Everyone knows that syphilis is a sexually transmitted disease.

How infection occurs

Infection with syphilis mainly occurs through contact of a healthy person with a sick person, much less often - through indirect contact. The main form of direct contact is sexual contact. Also, infection can occur with kisses, bites, etc. It is necessary to emphasize the possibility of direct infection of medical personnel. Treponema can enter the body even through the smallest damage to the epidermis, invisible to the eye, as well as through the macerated mucous membrane.

Development of the disease

The incubation period for syphilis is approximately 3-4 weeks. Sometimes it can be reduced to 15-10, and sometimes up to 8 days. But more often there is a longer period - up to 2-3 months or more. The incubation period ends with the appearance of a hard chancre, when the primary period of the disease begins.

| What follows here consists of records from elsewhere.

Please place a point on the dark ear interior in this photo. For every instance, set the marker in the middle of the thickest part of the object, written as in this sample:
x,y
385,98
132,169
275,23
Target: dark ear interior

The primary period of syphilis lasts 6-8 weeks. During this period, spirochetes continue to multiply intensively and spread in the body. The first signs of their spread appear at the end of the first week after the onset of the primary disease - the chancre, while the regional lymph nodes increase. Lymphadenitis due to its inherent density is called scleradenitis. Lymphadenitis is initially unilateral, but becomes bilateral by the end of the second week.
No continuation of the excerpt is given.